The government will complete an initial analysis of the potential consolidation by the end of March, which includes various options for mergers, before deciding whether to proceed, Treasury Minister Dawid Jackiewicz said.

PKN, Lotos and PGNiG have a joint market capitalization of more than 59 billion zloty ($14.7 billion), oversee almost all of Poland’s oil and gas imports, which come mostly from Russia, and have a dominant role in refining and retail. All three are controlled by the government.

“We want to secure the interests of the State Treasury against potential hostile takeovers,” Jackiewicz told reporters in Warsaw. “We have no plans to delist the companies.”

Poland’s two-month-old government seeks to reduce reliance on Russian energy imports and has appointed ruling-party experts as the new chief executive officers at PKN and PGNiG. Warsaw’s stock index has lagged emerging-market peers in past months amid concern over new taxes on banks and retailers as well as still unspecified plans to consolidate state-controlled power utilities with loss-making coal mines.

Vulnerable Orlen?

If the government is afraid of a hostile takeover, the leading candidate would be PKN Orlen, according to Wojciech Kozlowski, an analyst at Ipopema Securities in Warsaw. “From a strategic point of view, PGNiG could buy Orlen” to reduce the risk of any unwanted bid for the company, Poland’s largest by revenue, he said.
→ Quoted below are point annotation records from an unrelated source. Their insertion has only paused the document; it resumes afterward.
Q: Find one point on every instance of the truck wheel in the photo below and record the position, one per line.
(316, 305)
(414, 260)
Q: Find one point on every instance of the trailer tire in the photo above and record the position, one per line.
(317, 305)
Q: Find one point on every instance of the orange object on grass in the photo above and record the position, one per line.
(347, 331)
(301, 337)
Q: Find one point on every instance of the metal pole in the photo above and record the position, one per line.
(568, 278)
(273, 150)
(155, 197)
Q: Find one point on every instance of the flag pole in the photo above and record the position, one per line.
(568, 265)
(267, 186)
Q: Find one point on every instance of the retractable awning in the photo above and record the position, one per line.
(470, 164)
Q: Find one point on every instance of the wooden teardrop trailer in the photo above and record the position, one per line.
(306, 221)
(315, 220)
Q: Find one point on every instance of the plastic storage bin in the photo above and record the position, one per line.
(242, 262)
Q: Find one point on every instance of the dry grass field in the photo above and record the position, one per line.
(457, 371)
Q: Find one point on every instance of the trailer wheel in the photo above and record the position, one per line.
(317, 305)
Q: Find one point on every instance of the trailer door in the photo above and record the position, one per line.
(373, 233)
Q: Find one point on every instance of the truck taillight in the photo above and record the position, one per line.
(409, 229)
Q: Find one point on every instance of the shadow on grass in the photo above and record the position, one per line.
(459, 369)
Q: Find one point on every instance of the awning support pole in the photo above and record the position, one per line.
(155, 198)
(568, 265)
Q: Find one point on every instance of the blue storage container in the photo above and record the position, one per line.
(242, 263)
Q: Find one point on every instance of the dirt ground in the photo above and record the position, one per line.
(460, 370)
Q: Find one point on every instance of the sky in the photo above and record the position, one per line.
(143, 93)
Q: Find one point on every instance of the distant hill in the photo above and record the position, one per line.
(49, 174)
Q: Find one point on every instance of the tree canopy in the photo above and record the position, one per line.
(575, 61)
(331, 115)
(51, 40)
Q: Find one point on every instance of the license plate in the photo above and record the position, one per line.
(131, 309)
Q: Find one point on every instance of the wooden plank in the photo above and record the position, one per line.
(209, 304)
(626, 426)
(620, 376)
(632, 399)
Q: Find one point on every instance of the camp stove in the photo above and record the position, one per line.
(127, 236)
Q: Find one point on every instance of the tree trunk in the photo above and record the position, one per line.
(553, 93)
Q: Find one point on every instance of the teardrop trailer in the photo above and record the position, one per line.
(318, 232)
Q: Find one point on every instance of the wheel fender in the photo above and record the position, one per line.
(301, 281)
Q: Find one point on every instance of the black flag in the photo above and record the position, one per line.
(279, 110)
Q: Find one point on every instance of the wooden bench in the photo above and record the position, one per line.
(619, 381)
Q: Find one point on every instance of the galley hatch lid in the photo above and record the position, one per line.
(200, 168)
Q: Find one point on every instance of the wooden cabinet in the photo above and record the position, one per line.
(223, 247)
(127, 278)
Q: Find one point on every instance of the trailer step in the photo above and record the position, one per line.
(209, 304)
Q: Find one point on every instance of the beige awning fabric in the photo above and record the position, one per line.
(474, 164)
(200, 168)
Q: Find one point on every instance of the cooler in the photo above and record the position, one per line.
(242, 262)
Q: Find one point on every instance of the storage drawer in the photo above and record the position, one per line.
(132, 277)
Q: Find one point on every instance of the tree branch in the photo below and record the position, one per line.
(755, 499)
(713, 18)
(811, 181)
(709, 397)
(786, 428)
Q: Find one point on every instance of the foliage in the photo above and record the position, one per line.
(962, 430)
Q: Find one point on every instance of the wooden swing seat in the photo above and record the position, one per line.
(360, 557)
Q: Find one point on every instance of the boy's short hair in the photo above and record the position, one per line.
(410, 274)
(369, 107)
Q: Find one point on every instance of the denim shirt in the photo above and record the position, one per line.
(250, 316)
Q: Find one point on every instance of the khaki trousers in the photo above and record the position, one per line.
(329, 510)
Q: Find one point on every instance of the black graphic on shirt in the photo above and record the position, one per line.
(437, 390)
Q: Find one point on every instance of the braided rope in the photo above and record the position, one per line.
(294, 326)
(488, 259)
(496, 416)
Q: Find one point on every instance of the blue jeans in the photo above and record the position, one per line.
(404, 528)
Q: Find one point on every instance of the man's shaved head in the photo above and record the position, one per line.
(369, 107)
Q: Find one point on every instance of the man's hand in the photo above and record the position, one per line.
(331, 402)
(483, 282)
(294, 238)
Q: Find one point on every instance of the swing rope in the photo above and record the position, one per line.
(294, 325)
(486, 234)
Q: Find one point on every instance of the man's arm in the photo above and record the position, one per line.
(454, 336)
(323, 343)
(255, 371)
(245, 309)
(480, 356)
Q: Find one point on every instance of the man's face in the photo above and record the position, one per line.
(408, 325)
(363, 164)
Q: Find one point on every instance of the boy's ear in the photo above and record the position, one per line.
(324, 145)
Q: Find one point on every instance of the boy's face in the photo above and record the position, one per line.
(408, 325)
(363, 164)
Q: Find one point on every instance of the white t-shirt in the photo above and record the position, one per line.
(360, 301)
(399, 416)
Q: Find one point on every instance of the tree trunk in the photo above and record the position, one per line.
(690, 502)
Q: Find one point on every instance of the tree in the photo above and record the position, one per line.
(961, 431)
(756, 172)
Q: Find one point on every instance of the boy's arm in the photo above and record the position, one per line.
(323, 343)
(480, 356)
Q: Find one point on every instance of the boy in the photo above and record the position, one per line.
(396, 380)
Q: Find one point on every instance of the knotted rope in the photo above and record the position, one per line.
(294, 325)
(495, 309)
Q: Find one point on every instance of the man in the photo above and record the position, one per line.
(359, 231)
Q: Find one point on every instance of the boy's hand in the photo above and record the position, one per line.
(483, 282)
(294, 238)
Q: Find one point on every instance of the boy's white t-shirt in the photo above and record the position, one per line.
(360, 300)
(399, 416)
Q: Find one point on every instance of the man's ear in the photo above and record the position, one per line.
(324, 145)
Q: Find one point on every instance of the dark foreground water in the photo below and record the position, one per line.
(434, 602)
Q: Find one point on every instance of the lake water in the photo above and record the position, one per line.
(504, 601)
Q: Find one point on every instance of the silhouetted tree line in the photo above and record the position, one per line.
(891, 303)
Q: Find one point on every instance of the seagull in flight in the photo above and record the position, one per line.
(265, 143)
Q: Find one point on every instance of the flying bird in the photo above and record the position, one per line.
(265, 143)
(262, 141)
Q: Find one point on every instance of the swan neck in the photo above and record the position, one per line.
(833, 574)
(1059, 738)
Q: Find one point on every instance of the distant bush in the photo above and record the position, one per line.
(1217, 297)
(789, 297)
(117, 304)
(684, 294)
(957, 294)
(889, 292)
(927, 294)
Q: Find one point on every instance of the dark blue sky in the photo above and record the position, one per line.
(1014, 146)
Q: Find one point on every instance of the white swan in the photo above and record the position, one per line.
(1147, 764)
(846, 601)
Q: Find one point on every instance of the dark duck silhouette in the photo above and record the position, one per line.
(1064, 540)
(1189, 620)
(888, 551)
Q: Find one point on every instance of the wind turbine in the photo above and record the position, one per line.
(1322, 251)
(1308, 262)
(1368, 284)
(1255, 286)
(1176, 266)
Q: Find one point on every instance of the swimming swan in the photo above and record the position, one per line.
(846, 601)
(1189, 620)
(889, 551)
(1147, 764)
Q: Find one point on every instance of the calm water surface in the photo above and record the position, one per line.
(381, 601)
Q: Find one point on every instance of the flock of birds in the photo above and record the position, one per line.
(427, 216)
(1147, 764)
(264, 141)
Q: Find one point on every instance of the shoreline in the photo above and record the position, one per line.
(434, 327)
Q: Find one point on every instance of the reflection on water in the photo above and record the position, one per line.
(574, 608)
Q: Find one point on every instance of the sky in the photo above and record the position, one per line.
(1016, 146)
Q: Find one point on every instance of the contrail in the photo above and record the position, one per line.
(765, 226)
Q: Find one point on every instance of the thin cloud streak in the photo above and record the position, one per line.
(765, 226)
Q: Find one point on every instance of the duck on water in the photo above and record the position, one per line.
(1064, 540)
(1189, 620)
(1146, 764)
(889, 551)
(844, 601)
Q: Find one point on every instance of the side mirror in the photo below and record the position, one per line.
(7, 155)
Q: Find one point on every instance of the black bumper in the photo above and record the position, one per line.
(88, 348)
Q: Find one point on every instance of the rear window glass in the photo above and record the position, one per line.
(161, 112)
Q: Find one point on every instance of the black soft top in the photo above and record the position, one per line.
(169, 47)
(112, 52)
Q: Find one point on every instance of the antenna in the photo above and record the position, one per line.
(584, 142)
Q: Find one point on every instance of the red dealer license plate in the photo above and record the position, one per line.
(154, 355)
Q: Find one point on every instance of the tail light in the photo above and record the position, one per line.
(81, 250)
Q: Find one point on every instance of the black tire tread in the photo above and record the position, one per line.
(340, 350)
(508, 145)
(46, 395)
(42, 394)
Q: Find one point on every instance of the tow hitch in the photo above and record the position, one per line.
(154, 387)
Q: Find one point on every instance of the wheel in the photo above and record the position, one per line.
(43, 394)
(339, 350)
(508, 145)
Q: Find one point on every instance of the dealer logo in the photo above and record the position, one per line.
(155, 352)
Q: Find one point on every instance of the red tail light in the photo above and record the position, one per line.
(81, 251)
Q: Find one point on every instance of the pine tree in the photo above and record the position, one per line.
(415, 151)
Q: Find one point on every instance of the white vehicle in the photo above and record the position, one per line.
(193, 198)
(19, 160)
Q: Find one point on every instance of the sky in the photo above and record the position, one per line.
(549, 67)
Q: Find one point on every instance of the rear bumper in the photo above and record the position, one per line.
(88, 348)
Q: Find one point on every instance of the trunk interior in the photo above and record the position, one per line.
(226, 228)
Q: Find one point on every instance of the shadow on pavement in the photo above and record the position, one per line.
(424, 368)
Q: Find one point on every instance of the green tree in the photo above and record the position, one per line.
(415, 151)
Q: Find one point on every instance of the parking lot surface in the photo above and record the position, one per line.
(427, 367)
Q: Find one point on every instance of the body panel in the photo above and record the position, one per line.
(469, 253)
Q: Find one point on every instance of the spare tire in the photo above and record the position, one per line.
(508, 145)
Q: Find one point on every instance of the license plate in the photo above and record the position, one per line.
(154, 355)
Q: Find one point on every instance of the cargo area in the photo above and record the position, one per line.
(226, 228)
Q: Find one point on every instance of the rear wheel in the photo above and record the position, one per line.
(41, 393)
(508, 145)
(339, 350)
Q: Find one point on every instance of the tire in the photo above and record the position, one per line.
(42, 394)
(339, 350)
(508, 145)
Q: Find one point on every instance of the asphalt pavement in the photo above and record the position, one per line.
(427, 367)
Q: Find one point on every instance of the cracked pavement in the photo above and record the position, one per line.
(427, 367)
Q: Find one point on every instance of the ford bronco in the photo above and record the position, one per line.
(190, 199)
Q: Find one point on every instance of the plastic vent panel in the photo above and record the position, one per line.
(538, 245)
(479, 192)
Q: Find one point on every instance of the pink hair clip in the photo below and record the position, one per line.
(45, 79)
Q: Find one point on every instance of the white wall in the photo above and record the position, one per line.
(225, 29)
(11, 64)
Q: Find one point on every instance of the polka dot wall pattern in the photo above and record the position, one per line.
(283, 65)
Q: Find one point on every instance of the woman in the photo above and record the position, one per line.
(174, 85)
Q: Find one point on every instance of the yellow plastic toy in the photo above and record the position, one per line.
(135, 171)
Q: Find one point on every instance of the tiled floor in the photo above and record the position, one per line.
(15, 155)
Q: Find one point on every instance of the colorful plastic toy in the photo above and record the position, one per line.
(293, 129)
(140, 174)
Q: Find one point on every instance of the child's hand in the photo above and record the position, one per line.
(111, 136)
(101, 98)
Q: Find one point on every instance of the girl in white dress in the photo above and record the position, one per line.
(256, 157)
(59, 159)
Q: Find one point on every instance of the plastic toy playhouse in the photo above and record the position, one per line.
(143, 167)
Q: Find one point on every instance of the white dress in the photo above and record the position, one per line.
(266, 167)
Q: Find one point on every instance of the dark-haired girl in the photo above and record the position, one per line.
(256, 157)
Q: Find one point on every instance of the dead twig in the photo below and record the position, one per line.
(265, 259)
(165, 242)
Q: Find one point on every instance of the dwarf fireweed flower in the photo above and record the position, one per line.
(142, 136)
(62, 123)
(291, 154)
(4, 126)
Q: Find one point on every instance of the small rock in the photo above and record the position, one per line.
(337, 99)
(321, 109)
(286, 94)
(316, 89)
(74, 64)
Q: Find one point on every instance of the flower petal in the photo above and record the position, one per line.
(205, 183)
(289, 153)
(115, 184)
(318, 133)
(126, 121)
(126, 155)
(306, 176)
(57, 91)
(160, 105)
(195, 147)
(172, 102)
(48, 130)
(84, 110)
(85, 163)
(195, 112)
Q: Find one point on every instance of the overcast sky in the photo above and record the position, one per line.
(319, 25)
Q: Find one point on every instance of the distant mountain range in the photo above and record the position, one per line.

Before such a deal, PKN could merge with smaller fuel refiner Lotos. The government has a 53% stake in Lotos, 72% in PGNiG and 27% in Orlen.

Unlike PGNiG buying PKN, Lotos and Orlen’s merger would be “reasonable” from the business point of view and could bring annual synergies of at least 363 million zloty, Kozlowski said. The Treasury may be worried that a new external investor, who is subject to a 10% voting cap, could align with other shareholders to outvote the government, for example when deciding dividend, he said.

Orlen’s enterprise value to Ebitda ratio of 4.1 is attractive compared with European peers such as Finland’s Neste Oyj, valued at 7.8, according to data compiled by Bloomberg. Kozlowski says PGNiG may skip dividends if it buys Orlen, unless the transaction is a share swap.

PGNiG slumped 2.7% to 4.62 zloty at 1:09 p.m. in Warsaw, the lowest in 11 months. Lotos shares dropped 0.1% to 26.15 zloty while PKN fell 0.7% to 62.73 zloty.

PKN and Lotos have refineries in Poland, while PGNiG and Lotos both have fields offshore Norway, which could also produce synergies, said Lukasz Janczak, an analyst at Haitong Bank in Warsaw.

“I’m skeptical whether the merger of all three companies makes sense,” he said. “The government will mainly take the country’s energy security into account. That doesn’t usually go hand-in-hand with profitability and that doesn’t need to mean good news for minority shareholders.”